Ugh poor you! I think you are right and they are going through the cracks in the wood...have you tried the roach motels and my now best friend baygon?

Good luck!

ANgela

No Baygon available here. Raid spray kills them on the spot but is a bit messy and doesn't prevent the next wave.

I found a roach in my apartment tonight. I can't tell which type it is - I'm leaning towards the harmless type but I don't know if that's wishful thinking or not!

It was underneath a flourescent light, was very very pale with really long antennae, was not at all afraid of me and moved quite slowly. It didn't look a thing like roaches I've seen before (I worked in an animal shelter in the US and we'd get them there, but they were a completely different type).

Suggestions, anyone?

Crossing my fingers that it was the harmless type......

I have never seen a cockroach here in Switzerland. If its only one, then it isn't the kind we see in warmer climates.

The most effective solution for cockroach is to not kill them. Instead, get some finely powdered boric acid. Sprinkle it on the cockroach. They take it back to their nest, and I think they have a hard time reproducing or something.

We've got two cats, so boric acid is out of the question

Real roaches (even the harmless ones such as the forrest roaches mentioned higher up in this thread) are faster than lightning. Genuine cockroaches can't stand light, but if there is some, they can see you coming after them, and off they go quicker than you can say, "****!"

Maybe the critter you saw was just another bug. It's still summer. Leave the boric acid in the basement closet.

Crossing my fingers that you're right!!

I moved in 2008 and today the first cockroach flew in to my new appartment and wanted to make a home. It was a little brown baby, it is gone now - flew out, I hope.

My question is, how bad is the cockroach problem here in ultra clean, but urban, Switzerland? How do the brown German differ from the black NYCer. Who is better?

Obviously I do not have a degree in Biology and know nothing of insects - but my bet is on NYC.

Some tips from previous related threads:

http://www.englishforum.ch/housing-g...ckroaches.html

Cockroaches..Eewwww!!!!

None of them, except for the NYCers being bigger.

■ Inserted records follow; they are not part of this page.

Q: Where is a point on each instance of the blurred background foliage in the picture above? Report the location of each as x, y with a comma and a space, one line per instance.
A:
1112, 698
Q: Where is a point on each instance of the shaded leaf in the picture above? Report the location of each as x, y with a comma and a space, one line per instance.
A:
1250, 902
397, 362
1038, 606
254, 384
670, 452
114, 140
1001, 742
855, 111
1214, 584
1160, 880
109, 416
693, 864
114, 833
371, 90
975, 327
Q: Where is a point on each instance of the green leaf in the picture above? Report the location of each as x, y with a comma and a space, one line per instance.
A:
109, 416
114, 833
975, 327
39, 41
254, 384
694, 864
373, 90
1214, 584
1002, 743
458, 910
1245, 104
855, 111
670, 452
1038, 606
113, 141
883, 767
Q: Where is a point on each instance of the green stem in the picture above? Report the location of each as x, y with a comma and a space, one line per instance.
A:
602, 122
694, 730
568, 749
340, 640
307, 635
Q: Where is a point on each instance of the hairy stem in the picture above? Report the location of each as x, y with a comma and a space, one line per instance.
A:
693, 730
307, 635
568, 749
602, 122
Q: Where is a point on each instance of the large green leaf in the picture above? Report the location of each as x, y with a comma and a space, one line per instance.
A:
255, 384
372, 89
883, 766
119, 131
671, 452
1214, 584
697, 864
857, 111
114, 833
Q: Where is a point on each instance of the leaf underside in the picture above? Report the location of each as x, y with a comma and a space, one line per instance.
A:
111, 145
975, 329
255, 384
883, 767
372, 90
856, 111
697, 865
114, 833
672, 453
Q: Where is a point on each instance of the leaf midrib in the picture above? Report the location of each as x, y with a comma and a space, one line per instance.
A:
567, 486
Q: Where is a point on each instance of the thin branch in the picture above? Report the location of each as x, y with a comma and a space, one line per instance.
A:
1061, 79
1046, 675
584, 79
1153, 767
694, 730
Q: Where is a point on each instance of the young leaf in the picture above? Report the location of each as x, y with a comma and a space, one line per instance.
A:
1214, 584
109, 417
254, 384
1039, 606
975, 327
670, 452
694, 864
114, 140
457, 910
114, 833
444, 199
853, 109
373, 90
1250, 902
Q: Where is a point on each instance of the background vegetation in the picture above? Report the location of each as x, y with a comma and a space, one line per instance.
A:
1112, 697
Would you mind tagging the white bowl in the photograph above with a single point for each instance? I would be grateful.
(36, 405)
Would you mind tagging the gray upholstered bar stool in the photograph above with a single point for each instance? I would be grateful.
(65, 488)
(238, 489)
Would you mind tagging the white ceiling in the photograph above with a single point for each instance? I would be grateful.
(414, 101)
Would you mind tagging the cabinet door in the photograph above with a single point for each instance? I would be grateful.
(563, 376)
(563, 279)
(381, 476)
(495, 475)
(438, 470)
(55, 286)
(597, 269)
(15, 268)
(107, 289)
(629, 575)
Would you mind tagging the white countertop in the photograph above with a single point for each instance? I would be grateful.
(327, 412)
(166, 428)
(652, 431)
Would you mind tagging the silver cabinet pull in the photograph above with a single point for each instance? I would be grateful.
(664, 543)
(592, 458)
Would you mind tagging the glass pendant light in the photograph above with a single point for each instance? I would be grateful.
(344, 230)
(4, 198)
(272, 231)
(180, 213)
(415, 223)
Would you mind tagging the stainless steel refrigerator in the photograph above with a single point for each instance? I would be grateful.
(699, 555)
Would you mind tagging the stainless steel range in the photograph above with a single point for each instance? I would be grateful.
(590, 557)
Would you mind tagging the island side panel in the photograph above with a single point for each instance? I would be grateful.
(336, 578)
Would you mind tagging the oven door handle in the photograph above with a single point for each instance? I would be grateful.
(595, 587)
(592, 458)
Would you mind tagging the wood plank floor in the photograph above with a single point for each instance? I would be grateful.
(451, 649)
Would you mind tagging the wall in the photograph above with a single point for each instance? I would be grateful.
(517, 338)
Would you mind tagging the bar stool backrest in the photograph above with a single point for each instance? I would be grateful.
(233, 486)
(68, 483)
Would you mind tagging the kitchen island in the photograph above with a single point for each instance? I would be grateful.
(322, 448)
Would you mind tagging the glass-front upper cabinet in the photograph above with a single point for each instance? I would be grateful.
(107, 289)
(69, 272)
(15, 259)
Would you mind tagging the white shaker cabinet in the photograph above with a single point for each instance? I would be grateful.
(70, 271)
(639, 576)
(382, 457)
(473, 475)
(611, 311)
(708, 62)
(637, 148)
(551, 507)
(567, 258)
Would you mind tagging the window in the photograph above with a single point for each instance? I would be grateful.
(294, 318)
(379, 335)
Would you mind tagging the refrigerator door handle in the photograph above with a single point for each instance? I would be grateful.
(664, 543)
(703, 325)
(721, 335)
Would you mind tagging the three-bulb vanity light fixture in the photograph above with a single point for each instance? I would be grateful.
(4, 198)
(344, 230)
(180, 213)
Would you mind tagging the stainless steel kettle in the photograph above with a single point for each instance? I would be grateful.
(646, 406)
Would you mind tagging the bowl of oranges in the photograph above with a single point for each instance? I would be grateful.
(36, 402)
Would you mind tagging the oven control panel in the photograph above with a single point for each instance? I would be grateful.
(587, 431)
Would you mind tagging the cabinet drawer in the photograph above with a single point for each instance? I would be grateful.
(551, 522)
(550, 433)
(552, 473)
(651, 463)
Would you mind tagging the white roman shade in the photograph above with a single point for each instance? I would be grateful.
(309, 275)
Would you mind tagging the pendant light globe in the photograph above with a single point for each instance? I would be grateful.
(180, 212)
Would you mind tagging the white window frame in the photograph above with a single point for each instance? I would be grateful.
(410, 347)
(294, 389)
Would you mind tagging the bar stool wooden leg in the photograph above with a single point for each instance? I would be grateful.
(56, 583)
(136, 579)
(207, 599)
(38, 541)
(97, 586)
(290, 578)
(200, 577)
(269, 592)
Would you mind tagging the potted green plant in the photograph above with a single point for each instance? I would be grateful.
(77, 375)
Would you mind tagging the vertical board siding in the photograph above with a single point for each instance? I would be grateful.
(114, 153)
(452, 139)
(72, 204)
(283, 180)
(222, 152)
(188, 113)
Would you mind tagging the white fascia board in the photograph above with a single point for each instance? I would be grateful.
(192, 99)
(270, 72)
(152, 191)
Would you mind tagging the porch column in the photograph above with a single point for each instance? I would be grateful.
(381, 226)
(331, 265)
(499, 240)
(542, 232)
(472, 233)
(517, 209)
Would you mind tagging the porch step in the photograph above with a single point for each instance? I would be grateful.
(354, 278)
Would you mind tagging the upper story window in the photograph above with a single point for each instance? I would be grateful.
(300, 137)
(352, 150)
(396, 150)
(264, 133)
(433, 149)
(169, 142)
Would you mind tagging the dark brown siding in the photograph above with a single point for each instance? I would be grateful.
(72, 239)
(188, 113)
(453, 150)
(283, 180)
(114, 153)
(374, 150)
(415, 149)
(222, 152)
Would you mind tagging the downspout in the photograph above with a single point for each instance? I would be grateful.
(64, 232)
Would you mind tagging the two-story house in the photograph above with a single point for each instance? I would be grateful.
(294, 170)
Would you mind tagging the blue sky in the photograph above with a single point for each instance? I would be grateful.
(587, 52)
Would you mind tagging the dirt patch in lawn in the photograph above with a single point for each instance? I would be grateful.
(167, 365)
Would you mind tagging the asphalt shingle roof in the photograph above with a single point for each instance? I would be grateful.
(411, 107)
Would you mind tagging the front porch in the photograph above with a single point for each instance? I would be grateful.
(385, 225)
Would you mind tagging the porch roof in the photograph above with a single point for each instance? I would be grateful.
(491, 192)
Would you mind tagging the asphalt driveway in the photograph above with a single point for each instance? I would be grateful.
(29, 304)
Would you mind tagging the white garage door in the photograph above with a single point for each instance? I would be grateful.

However, what you find here in households (situation in restaurants may be different...) are NOT cockroaches (Küchenschaben, http://en.wikipedia.org/wiki/Oriental_cockroach ), American roaches ( http://en.wikipedia.org/wiki/American_cockroach ) or german roaches (Deutsche Schaben, http://en.wikipedia.org/wiki/German_cockroach ), but a sub-category of Waldschaben (forest roaches): http://de.wikipedia.org/wiki/Bernstein-Waldschabe These are totally harmless for humans, see also the wbsite of the City of Zurich: http://www.stadt-zuerich.ch/gud/de/i...kaempfung.html . They look like German roaches, but the germans can't fly and run away from light.

Hmmm, just confirmed what I always thought about my husband (who is from Hamburg)

Eeew I hate cockroaches .

I take it then that cockroaches cant fart, and therefore the gasses blow where stomachs apart. What a way to go!

Nasty. And hilarious in a sick humor Monty Python sort of way. So where you once had roaches you now have roach bits? We used to have wood roaches in north Carolina. Big two toned things that came in via the floor heating vents, ran across the floor and went back underground. Mostly in the autumn. Ick.

I had the same problem when i lived in Kos many years ago and someone told me to sprinkle cinnamon around the windows and doors and wherever i saw lots of ants and it did work. You also need to meake sure there's no food/crumbs etc on any surface (floor included).